Le peuplement de la Casamance
A en croire Ousmane Diédhiou, «la Casamance a été peuplée par les vagues migratoires. La première vague, c’est celle joola, qui englobe les Jamattes qui avoisinent les Baïnounks, les Mancagnes, les Manjacks, les Balantes et tant d’autres ethnies. Ce sont ces ethnies qu’on appelle les Joolas. Ceux qui se disent des Joolas en réalité sont des Jamattes. Le mot Joola vient des peuples mandingues du Mali qui appelaient ceux d’ici en mandingue «Diolakole» qui veut dire ceux du pays des Couchas. Après le groupe des Joolas, c’est la vague des Malinkés, qui ont choisi de rester entre le Mali et Sédhiou, la Moyenne Casamance. Après les Malinkés, c’est les Foulas qui sont arrivés en Casamance et se sont installés à Kolda. Il y a d’autres ethnies comme les Bassaris, les Bediks, les Cognaguis qui sont tous des Casamançais. C’est cette histoire que les Sénégalais, en connivence avec les soi-disant cadres Casamançais, ne veulent pas que vous sachiez. Tous ces cadres n’ont jamais voulu faire face à l’Abbé Augustin Senghor. Ils se sont tous tus et dès la mort de ce dernier, ils se sont dit que les combattants ne savent rien, ils n’ont pas fait les bancs. Comme toute l’Afrique, la Casamance a été colonisée. Les colons sont rentrés en Casamance, mais la Casamance n’a jamais été soumise».
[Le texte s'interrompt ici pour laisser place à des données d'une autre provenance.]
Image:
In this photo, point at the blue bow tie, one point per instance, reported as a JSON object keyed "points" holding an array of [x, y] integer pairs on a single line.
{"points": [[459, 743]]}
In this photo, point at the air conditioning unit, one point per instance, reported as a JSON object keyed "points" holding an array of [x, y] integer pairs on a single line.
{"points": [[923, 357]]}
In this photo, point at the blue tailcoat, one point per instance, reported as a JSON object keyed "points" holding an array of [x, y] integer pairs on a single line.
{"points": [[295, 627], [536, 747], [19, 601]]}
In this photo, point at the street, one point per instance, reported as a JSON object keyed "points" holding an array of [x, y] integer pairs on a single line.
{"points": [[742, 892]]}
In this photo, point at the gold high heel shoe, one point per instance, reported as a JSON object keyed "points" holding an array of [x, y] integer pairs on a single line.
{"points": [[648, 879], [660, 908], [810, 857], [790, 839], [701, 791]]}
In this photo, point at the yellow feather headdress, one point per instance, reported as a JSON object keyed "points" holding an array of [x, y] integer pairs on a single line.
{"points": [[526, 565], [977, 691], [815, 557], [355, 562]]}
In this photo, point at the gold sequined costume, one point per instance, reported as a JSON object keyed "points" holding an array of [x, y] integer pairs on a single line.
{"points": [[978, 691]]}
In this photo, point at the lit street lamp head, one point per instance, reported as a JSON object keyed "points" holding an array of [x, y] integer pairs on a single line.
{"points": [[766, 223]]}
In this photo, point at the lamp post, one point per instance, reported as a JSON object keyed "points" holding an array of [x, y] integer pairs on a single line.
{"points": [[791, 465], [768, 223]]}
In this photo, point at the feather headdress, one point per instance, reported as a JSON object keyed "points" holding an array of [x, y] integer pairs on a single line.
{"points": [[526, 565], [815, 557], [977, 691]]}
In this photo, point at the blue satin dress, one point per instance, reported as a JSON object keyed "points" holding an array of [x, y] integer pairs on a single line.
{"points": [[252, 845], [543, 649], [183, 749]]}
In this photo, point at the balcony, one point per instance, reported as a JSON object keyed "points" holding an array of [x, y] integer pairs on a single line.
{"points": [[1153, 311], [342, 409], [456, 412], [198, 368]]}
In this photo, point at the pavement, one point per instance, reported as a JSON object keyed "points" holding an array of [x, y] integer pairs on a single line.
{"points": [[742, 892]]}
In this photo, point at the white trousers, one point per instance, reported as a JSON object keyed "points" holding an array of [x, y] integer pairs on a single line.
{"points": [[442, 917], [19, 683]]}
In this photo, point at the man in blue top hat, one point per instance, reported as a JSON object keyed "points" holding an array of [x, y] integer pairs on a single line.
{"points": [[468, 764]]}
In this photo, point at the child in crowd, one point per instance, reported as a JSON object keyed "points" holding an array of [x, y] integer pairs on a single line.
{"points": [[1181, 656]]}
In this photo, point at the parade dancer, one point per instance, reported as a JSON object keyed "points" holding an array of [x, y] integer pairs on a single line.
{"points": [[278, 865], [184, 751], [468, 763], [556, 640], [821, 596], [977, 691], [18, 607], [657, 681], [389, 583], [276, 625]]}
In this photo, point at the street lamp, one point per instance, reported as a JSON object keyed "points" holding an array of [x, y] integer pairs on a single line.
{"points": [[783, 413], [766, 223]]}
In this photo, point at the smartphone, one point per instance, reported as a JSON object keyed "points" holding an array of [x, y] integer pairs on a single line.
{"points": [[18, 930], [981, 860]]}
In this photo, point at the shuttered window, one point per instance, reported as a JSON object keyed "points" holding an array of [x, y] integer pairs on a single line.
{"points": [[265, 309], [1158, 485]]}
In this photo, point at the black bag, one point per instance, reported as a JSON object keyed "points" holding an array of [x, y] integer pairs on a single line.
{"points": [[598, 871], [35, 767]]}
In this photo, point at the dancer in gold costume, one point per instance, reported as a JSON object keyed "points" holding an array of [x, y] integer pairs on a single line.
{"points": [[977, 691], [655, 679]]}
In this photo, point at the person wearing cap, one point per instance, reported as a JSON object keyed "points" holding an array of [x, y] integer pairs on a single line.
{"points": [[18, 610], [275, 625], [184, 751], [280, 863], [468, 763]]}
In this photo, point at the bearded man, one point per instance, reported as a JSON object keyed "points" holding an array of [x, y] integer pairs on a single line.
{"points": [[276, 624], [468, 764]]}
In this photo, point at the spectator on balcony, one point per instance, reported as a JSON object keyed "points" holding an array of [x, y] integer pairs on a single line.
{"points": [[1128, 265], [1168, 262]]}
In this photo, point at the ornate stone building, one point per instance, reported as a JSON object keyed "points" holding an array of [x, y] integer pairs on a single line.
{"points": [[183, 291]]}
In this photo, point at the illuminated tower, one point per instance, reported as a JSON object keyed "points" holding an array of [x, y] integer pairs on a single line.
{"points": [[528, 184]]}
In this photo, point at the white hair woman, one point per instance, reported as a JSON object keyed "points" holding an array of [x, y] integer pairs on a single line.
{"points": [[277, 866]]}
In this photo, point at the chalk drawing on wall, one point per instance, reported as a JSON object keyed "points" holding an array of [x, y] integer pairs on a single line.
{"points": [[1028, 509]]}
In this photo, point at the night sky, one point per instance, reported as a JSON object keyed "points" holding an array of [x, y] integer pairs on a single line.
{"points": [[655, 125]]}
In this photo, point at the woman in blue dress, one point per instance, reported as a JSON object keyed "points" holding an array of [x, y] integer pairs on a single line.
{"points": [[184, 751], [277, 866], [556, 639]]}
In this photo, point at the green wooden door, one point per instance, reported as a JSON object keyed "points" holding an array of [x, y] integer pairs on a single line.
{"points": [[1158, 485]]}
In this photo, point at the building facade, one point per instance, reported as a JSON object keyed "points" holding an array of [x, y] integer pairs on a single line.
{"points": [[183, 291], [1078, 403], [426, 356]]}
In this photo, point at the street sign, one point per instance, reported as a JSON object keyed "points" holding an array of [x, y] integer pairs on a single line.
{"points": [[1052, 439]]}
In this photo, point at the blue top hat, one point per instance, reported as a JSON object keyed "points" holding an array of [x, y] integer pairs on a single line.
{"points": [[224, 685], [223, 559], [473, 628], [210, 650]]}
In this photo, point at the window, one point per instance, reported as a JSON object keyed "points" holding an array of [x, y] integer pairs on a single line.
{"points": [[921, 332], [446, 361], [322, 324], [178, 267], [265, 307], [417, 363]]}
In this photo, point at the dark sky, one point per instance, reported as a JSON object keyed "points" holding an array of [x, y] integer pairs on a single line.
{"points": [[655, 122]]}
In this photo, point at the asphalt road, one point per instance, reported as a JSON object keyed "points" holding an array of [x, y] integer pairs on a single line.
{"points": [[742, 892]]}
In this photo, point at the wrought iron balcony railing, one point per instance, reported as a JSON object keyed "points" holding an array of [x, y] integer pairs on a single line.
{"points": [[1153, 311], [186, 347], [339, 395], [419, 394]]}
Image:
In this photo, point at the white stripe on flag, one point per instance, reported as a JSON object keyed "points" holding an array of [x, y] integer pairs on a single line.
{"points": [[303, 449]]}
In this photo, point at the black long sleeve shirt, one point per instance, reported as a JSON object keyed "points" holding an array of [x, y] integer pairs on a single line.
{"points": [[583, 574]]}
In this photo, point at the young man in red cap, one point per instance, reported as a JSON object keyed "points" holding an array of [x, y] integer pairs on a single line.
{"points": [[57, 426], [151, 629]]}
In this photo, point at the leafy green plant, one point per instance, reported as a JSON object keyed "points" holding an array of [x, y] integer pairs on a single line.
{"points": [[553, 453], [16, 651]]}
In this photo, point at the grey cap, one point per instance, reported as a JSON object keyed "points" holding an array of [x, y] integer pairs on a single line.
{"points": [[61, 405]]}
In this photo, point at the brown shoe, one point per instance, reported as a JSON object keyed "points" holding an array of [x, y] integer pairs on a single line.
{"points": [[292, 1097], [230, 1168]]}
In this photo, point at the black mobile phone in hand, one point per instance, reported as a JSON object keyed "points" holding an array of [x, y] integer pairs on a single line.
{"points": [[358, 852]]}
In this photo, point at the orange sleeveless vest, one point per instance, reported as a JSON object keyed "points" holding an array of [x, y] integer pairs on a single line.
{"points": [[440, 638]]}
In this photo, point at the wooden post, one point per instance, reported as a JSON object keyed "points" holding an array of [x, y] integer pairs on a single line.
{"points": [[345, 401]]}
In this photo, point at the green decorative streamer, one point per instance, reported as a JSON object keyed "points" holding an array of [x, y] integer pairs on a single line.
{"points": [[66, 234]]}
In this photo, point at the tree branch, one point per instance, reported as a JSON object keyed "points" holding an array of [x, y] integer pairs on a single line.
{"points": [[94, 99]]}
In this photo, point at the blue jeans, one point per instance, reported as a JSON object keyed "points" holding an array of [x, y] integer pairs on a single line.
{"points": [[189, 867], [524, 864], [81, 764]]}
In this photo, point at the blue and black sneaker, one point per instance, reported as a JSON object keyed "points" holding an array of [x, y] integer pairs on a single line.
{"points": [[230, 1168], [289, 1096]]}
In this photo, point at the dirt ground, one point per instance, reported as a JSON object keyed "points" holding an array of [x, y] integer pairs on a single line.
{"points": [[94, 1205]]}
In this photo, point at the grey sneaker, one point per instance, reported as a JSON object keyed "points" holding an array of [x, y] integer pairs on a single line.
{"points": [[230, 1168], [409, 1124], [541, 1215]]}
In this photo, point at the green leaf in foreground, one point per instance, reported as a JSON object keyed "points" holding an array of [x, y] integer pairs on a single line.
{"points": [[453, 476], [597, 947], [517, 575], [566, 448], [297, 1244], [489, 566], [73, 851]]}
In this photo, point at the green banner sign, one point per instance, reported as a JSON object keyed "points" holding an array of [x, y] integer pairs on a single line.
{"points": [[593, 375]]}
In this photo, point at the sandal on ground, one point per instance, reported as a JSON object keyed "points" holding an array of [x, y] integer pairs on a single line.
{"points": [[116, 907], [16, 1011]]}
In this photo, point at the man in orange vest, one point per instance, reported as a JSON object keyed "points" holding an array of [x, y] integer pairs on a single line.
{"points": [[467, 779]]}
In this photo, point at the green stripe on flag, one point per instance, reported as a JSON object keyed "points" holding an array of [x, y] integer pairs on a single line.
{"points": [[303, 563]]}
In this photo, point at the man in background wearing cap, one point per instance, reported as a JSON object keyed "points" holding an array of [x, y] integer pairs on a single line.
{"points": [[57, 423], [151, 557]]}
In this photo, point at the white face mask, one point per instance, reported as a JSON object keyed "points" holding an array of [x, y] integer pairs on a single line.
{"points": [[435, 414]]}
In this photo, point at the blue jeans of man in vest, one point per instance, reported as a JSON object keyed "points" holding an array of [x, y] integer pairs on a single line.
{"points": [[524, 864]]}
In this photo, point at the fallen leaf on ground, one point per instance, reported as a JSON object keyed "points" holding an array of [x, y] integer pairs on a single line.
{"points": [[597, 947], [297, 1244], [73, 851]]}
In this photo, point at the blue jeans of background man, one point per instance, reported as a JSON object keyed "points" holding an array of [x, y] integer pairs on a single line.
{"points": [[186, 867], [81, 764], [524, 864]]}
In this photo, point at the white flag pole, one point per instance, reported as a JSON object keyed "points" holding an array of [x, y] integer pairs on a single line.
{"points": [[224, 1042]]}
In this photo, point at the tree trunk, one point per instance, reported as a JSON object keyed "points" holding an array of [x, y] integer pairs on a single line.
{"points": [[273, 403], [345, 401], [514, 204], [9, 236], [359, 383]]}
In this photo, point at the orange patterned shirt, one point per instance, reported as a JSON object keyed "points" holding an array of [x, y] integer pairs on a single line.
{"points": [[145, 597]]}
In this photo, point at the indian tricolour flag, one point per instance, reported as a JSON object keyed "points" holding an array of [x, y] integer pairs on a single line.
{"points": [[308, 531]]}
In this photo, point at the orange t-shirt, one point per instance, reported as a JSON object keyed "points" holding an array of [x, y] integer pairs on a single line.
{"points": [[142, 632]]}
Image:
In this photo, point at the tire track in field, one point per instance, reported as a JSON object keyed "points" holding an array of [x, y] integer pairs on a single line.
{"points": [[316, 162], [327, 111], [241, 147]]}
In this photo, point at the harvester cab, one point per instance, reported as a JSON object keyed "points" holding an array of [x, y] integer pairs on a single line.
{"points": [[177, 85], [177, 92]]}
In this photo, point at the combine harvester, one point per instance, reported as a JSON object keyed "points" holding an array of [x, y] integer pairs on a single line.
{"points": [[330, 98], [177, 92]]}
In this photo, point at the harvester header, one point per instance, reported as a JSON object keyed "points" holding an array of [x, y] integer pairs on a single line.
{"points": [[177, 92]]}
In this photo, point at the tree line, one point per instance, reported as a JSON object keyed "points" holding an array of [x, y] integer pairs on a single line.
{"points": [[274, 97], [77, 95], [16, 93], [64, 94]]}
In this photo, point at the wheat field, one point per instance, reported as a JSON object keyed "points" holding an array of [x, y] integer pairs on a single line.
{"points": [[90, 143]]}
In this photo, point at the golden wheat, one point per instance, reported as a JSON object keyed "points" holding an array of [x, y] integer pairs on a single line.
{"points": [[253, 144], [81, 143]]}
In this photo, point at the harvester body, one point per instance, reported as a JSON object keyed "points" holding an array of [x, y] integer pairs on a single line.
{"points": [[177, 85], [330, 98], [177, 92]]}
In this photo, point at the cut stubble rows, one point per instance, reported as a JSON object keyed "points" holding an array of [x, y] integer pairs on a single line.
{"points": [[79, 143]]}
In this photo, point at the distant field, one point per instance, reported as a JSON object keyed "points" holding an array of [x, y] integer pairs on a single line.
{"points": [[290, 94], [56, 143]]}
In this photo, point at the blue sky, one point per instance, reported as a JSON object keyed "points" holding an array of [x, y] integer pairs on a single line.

La Casamance est terroir de protectorat et non une colonie soumise
C’est en 1826 que le premier colon portugais est venu en Casamance. Après, c’est Jean Clément Victor Dangle qui est arrivé avec des Sénégalais. Le premier traité a été signé à Brin en 1828. Plus puissant que les Portugais, les Français, voulant récupérer la Casamance des mains portugaises, se sont installés à l’île de Diogué pour disent-ils contrôler les bateaux qui entrent en Casamance. C’est là qu’ils ont signé des traités d’amitié avec le chef de l’île de Hitou. C’est ici à Thionck-Essyl que le colon Pinet-Laprade a été vaincu par la population locale. C’est pourquoi ils ont signé des traités dans plusieurs villages de la Casamance. Les résistants casamançais se sont battus avec les Français et les ont contraints à signer des traités. C’est pourquoi il est écrit dans les archives que la Casamance est terroir de protectorat et non une colonie soumise».
Les combattants ont évoqué dans leur communication un fait qu’ils ont déploré. Ils soutiennent que les membres du comité du Mfdc de Thionck-Essyl ont été intimidés par la gendarmerie. Ousmane Diédhiou voulant les rassurer, souligne : «ce n’est pas les petits agents qui vont vous inquiéter. N’ayez pas peur. Continuez à mobiliser les comités. Ni un général, ni un commandant ne peut nous nous ébranler ou nous inquiéter. Nous avons à faire à Macky Sall…».
A l’en croire, «le Président Senghor est un traitre. Il n’a pas donné suite aux deux lettres écrites par l’Abbé Augustin Senghor. Il a fui ses responsabilité et a donné le pouvoir à Abdou Diouf, plus jeune. Et ce dernier naïf qu’il était, nous a dit qu’il va massacrer le Mfdc. C’est pourquoi après les deux manifestations de 1981 et de 1982, il y a eu tout ce qui s’est passé». «Mais aujourd’hui, le Mfdc est encore plus fort», conclut Ousmane Diédhiou.